Produzione scientifica:
A lui si deve l’edizione milanese del 1712 dell’Atlante dei Cappuccini intitolato “Chorographica descriptio Provinciarum et Conventuum F.F.Min. S.Francisci Capucinorum, olim quorundam Fratrum labore, industria, delineata, sculpta, impressa A.R.P. Ioannis a Montecalerio: nunc vero F.lo Baptistae a Casini Prov. Mediolanensis Concionatoris Capucini iterata delineatione super novissimas orbium coelestium observationes, De A.R.P. Augustini a Tisana, Ministri Generalis mandato communi utilitati in lucem prodita”. Si tratta di una delle numerose edizioni dell’Atlante dei Frati Minori Cappuccini, una raccolta di rilievi cartografici relativi alle Province Cappuccine, la cui redazione fu sostenuta dai Vicari Generali che si succedettero alla guida dell’Ordine intuendone l’utilità sia come guida durante le visite pastorali, che come strumento di controllo del territorio.
Tra le diverse edizioni, questa, elaborata dal frate G.B. da Cassine, costituisce la testimonianza della diffusione anche in ambito conventuale delle nuove conoscenze scientifiche nella determinazione dei luoghi, che consentirono la corretta individuazione delle coordinate geografiche. Nel 1895 quest’opera era stata esaminata presso la Biblioteca di Messina da F.Porena, il quale ne aveva sottolieato la scientificità.
Le tavole degli Atlanti Cappuccini si rivelano particolarmente suggestive; catturano, infatti, l’attenzione sulla vita conventuale, ispirata, sull’esempio di S.Francesco, alla povertà e all’amore per il Creato e segnata dai momenti significativi delle periodiche visite pastorali. Attraverso la lettura di quelle tavole si riesce a cogliere il ritmo della vita dei frati, scandita dalla preghiera e dal rito della questua, sostegno indispensabile per la loro esistenza, ma anche strumento per avvicinarli al popolo ed ai potenti.
L’Atlante di Frate Giovanni Battista da Cassine si compone di 62 carte, con una Tabula Universalis che comprende l’Europa, l’Asia occidentale e l’Africa settentrionale, territori in cui l’Ordine era diffuso. Ci sono poi la “Tabula totius Hispaniae” e le sei delle Province Cappuccine spagnole; segue la “Tabula totius Galliae” e le undici delle Province francesi; la “Tabula totius Italiae” e le 25 delle Province italiane; la “Tabula totius Germaniae” che comprende i Paesi Bassi e l’Austria con 14 tavole delle Province tedesche e infine la “Provincia Poloniae”. L’Atlante fu pubblicato presso la tipografia G.P.Malatesta a Milano, dunque per iniziativa di P.Agostino de Tisana, Generale dell’Ordine.
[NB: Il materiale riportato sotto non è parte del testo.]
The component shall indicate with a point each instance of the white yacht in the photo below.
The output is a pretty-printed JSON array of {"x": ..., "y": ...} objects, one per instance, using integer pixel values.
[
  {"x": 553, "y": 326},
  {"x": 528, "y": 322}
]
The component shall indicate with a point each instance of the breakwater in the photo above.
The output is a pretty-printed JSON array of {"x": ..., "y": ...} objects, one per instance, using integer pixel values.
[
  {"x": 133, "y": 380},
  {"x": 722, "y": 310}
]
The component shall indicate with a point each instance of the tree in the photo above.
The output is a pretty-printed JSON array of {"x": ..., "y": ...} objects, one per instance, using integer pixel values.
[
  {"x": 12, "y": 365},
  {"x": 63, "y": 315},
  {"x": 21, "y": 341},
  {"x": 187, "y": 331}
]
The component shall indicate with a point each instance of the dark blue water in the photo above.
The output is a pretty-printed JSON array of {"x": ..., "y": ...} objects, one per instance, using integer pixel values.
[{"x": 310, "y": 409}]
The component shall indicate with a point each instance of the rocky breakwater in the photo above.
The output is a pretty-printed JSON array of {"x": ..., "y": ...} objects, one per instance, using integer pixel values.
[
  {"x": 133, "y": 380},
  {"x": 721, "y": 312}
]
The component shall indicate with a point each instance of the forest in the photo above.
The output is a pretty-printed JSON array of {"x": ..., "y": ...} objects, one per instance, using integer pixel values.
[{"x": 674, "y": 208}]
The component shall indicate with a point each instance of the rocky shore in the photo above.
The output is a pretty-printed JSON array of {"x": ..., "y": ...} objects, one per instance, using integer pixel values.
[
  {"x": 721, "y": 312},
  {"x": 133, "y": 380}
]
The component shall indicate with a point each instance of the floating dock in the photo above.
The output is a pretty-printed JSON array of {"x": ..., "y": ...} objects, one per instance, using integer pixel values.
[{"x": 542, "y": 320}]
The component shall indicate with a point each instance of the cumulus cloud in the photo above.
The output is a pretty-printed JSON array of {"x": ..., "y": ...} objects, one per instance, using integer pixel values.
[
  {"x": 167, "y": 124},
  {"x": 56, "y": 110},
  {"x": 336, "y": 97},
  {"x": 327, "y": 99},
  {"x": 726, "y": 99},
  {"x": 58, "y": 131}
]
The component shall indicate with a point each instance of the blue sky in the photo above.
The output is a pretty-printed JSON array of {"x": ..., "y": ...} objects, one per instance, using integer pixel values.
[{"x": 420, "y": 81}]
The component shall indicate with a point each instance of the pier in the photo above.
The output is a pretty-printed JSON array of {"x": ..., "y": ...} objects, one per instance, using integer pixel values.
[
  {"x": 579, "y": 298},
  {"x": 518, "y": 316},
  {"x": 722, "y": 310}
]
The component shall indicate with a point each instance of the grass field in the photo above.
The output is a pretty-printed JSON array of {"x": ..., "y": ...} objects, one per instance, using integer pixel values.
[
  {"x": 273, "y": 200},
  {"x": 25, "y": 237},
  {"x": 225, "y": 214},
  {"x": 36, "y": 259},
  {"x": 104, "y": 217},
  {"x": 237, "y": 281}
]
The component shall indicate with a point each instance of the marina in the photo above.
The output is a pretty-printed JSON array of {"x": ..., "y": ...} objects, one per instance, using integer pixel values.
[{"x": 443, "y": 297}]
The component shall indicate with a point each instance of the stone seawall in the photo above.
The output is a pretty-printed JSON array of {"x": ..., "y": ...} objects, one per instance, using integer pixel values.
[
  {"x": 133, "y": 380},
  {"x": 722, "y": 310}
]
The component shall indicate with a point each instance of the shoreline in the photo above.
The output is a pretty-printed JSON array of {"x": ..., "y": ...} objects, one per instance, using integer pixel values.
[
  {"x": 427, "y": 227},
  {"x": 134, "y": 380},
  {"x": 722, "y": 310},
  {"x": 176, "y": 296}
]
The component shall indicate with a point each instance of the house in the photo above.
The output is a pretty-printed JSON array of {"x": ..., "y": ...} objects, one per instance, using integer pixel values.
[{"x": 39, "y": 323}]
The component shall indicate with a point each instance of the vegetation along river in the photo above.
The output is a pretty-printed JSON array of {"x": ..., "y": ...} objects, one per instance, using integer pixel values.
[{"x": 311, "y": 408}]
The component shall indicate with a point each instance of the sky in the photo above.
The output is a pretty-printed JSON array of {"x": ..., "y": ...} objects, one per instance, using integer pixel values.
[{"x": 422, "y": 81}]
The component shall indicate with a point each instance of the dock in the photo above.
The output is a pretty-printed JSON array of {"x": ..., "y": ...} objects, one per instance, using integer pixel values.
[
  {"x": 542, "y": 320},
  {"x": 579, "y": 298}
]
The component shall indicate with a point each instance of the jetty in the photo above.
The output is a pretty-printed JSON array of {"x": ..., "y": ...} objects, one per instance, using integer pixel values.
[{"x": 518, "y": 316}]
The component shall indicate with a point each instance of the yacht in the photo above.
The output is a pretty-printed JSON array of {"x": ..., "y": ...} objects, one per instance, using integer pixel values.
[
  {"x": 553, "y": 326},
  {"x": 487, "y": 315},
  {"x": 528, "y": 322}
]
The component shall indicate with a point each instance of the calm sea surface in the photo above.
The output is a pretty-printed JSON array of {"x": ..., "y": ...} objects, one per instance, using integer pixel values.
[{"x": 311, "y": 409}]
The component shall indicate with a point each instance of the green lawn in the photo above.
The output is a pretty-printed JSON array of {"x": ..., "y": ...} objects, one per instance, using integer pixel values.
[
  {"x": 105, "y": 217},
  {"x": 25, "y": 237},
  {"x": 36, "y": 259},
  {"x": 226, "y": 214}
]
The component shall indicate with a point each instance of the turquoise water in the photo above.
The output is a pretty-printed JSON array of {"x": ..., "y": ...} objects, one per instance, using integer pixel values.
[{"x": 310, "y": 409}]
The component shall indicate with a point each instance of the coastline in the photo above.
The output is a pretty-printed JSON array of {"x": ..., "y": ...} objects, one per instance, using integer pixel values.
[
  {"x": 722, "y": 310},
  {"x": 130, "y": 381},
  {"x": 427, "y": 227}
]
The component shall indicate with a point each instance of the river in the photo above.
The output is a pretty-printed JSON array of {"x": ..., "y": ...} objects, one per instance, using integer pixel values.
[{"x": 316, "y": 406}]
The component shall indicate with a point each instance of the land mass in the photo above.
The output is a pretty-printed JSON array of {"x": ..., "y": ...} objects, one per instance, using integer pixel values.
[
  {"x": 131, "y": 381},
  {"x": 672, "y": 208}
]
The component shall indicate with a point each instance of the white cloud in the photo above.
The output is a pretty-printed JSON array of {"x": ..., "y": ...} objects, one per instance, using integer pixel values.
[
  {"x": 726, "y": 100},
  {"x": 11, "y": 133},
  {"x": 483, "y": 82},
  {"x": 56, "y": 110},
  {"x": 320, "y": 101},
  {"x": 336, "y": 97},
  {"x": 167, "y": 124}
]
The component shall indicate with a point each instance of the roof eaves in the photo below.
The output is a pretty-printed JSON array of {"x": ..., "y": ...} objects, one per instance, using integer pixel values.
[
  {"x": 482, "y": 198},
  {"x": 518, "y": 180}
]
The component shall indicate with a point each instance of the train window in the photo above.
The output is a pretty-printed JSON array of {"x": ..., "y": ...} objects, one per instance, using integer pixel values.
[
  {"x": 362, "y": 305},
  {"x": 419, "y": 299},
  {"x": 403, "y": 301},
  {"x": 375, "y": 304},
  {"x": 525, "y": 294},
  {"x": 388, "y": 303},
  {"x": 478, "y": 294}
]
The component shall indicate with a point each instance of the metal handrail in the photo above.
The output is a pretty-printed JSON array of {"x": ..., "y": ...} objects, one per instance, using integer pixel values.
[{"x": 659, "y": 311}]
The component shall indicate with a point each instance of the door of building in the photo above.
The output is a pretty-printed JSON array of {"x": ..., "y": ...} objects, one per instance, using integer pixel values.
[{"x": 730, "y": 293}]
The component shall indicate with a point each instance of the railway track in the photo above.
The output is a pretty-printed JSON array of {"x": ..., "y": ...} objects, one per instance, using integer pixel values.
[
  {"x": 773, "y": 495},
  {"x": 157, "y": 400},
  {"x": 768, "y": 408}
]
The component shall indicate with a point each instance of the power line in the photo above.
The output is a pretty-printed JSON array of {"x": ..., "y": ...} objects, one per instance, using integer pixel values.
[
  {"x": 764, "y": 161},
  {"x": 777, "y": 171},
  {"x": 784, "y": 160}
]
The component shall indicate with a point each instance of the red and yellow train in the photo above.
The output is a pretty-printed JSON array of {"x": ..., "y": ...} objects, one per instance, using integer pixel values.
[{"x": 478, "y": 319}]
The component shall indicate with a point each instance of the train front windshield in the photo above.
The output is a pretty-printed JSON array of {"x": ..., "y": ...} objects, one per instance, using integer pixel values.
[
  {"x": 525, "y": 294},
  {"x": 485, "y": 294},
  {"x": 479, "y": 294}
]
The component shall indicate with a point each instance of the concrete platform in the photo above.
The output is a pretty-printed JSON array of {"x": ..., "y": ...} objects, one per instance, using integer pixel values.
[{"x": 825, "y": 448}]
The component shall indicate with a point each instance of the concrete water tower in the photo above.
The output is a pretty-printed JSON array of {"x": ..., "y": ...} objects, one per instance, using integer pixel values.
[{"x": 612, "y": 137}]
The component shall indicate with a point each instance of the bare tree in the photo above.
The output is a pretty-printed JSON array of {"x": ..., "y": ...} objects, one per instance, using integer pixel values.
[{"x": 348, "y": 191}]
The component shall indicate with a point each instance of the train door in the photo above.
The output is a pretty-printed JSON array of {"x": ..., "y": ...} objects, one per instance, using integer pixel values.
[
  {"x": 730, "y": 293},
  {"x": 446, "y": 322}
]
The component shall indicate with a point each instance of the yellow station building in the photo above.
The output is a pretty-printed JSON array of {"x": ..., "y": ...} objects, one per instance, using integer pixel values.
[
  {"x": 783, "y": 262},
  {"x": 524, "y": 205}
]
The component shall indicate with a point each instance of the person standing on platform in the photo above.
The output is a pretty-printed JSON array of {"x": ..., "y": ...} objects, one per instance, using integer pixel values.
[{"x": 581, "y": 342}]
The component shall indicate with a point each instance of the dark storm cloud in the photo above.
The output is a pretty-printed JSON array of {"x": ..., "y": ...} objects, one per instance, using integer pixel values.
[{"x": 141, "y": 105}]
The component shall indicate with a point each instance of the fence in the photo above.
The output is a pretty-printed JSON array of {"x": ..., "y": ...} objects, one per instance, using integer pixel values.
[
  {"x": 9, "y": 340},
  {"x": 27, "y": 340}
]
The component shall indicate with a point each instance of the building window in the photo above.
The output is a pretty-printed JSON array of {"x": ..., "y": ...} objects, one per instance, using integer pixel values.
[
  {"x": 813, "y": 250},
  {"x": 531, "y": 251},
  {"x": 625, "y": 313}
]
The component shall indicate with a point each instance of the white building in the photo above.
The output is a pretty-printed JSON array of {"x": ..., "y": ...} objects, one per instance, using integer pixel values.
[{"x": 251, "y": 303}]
Produzione di cartografia manoscritta:

Produzione di cartografia a stampa:

Fonti d’archivio:

Bibliografia:
PORENA F., Un cartografo italiano del principio del secolo XVIII. “Memorie della Società Geografica Italiana”, vol.V., 1895, pp.45-136.
GIEBEN S. (a cura di), Atlante cappuccino. Opera inedita di Silvestro da Panicale. 1632. Roma, Istituto Storico dei Cappuccini, 1990.
MATTIOLI A. (a cura di), Atti del Convegno “Silvestro Pepi da Panicale e il suo Atlante”. Perugia, 1993.
MELELLI A., L’Atlante Cappuccino: notazioni storico-geocartografiche, in MATTIOLI A. ( a cura di), Silvestro Pepi da Panicale e il suo Atlante. “Atti del Convegno”. Perugia, 1993, pp.183-206.
POLTO C., La Sicilia nella cartografia dei Frati Minori Cappuccini. Messina, 2001.